Il en a fait son combat. Il préside l'association "Sauvegarde du Trégor". Les "Bonnets rouges" ? Il n'a pas peur de dire combien il s'y oppose. "Ce mode de
"bretonnitude" qu'on nous propose est quand même assez curieux. Voilà des
personnes qui sont dans le trou, et qui nous disent "venez tous dans le trou, il
fait qu'on le creuse encore !" Ces "Bonnets rouges" du MEDEF et de la FNSEA nous
proposent de rester dans ce modèle agricole qui casse les hommes, casse
l'économie, casse l'environnement. Ils voudraient en plus maintenant casser les
portiques de l'écotaxe. Il y en assez. Arrêtons avec ces "Bonnets rouges".

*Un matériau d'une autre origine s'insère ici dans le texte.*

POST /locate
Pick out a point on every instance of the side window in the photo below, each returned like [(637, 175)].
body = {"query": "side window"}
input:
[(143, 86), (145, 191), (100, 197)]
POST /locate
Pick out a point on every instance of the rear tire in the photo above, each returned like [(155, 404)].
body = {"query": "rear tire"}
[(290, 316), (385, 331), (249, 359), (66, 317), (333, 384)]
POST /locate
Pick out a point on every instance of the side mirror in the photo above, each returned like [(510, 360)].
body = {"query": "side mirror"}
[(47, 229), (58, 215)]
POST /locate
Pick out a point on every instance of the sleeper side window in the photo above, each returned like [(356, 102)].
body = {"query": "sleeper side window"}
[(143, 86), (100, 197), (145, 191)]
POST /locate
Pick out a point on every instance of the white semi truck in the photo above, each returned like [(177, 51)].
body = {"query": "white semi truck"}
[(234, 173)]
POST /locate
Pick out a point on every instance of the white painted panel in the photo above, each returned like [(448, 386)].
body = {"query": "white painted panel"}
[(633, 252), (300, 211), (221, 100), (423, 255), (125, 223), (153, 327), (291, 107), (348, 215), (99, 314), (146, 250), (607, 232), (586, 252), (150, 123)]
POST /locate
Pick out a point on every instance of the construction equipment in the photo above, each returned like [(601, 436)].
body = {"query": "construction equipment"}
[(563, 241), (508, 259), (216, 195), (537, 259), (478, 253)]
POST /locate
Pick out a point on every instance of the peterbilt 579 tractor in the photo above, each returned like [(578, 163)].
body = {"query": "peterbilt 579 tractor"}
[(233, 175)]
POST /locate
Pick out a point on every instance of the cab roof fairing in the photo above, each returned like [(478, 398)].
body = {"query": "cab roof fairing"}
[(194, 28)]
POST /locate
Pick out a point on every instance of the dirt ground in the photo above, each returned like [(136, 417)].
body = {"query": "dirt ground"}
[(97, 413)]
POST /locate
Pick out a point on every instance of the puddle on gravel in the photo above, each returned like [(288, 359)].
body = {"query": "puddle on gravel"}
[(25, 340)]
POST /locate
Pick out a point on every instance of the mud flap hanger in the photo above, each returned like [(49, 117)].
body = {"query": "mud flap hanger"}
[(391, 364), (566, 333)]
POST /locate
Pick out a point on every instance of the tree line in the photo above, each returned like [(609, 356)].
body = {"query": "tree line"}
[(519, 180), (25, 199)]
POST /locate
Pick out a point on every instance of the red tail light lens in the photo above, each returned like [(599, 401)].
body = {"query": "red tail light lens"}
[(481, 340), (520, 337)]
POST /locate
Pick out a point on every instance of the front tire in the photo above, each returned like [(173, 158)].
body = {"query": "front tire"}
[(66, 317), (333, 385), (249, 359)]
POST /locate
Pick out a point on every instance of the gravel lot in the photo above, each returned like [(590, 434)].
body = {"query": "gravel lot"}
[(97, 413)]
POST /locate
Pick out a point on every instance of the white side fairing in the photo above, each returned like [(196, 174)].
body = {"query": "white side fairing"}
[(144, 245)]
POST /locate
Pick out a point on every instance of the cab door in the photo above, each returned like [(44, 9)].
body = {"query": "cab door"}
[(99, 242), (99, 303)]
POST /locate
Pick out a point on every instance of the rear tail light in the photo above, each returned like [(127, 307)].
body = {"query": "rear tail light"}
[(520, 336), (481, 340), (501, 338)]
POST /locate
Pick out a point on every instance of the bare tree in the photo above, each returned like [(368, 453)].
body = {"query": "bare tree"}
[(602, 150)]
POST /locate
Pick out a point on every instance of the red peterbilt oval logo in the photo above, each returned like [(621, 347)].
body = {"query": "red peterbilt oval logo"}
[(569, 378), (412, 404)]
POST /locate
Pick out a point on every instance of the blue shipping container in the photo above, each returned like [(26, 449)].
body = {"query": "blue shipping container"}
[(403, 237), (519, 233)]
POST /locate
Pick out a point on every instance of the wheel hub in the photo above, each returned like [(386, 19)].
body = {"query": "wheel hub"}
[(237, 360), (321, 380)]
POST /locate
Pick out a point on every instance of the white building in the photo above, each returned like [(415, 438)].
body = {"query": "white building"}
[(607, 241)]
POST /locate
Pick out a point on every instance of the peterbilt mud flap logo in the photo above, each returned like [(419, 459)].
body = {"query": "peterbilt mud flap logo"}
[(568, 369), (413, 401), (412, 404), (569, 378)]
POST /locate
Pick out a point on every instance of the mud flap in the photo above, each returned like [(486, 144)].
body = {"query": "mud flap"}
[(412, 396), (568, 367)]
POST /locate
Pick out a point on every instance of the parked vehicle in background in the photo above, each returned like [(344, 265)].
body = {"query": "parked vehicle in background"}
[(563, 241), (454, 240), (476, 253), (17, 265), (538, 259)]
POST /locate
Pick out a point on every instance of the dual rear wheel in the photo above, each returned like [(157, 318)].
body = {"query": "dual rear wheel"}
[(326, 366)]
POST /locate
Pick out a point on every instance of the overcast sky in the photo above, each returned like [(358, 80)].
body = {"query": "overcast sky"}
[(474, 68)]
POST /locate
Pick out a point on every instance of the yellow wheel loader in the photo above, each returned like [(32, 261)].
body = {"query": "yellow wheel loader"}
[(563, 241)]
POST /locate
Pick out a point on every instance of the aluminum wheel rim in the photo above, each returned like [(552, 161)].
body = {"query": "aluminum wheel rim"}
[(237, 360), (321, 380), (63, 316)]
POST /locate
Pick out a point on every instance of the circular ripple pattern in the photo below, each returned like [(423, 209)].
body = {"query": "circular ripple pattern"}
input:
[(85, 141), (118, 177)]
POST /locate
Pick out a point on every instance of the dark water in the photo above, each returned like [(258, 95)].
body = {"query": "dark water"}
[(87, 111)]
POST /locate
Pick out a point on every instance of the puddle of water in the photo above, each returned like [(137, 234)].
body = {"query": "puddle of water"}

Devenons des Bretons respectueux de notre terre et de notre mer. Sortons de la
mentalité de colonisés qu'ont ces Bretons d'opérette qui ne font que masquer
leur échec." lance ce militant.
Yves-Marie Le Lay
refuse qu'on le traite d'idéaliste. Il ne souhaite pas une Bretagne 100% bio.
"On en est d'ailleurs très loin " dit-il. Il aimerait juste "un retour à
la raison". Exemple de ce qui pour lui est le signe d'une folie : la Bretagne
compte huit millions de cochons, cela fait près de deux porcs par habitant.